Carlos was waiting for me in Barsaloi and he had hit his fuel reserve again. Here he is getting a handout from sanDRina, the fuel tanker for KTMs, haha.
It was very entertaining for the local kids, who…
…gave me this scorpion, set against the Kevlar mesh of my Motoport riding suit. That’s a pretty serious stinger on the tail. I’m not superstitious but after I received this scorpion gift, I experienced…
…my first real offroad crash. Don’t worry, no injuries to me or the bike. I quickly got up and Carlos captured this picture of me conquering the fall, not giving it a chance to bring me down. Then we quickly picked up sanDRina and checked for any damage, which was limited to just a few scratches on the plastic hand guards and the tank. She’s a tough girl.
I was riding really good all morning and was charging up this hillside in second gear, making all the right calls for which path to choose, but this smooth rock in the foreground caught me off guard and I hesitated just for a second on deciding whether to go to the right of it, which would’ve been the better call, but then at the last second, I decided to go to the left of it and its smooth face caught the torque from the rear wheel and spun me out. My strong Oxtar TCX Comp motocross boots did their job in preventing any injuries to my feet and my Kevlar Motoport riding suit prevented any injuries to my skin. Teknic gloves did their job in preventing any injuries to my hand and my Arai helmet didn’t even touch the ground. After a lunch break of bananas and Ethiopian peanut butter sandwiches, we rode on.

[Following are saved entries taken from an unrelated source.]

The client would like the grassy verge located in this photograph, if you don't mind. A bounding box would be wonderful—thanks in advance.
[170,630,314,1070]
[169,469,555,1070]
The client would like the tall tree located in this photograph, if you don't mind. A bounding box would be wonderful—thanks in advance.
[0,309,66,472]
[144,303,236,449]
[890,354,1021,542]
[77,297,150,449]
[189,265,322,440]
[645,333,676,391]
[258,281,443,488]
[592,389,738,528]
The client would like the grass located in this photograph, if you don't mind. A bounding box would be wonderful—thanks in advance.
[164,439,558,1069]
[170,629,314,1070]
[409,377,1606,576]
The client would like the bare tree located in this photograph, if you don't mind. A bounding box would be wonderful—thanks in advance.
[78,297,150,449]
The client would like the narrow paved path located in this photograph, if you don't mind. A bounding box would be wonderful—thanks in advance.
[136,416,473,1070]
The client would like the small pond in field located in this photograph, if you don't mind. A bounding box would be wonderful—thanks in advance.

As we climbed higher toward Maralal, the trees got bigger but the ground was still sandy.
More steep climbs out of dry riverbed crossings.
Carlos waiting for me as he took in the view of the mountaintops.
Summiting a path after a steep climb up a narrow road that was leaning away from the mountains with many rain ruts.
A Suzuki DR650 and a KTM 640 enjoying the offroad in the mountains of northern Kenya.
Almost done with all the serious offroading and just a few more kilometers to Maralal.
As we rode into Maralal, Carlos and I high-fived each other. We made it. We rode the infamous Lake Turkana route and not only survived it but thoroughly enjoyed it. All that sand and those sharp rocks definitely raised my tension at times but by the end of it, I was comfortable again riding in deep sand and don’t fret sharp rocks anymore. I was glad to have Carlos for riding company and as bikers know, if you want to improve your riding ability, it’s best to ride with someone who’s more skilled than you because it will encourage you to push your envelope, which I certainly did on this ride. Pushing your limits means crossing your limits and my fall in the rocks brought me back into my comfort zone but that was now much further out than before this ride.
The Lake Turkana route is one of those epic rides that should feature in every adventure biker’s dreams at night. The route went across deserts, featuring deep sand and sharp volcanic rocks, through savannah and finally up into mountains. The tough terrain ensures that this wilderness will remain as so for years to come and it truly captures what wilderness in Africa is all about, or at least what I dreamt it was all about and my dreams came true.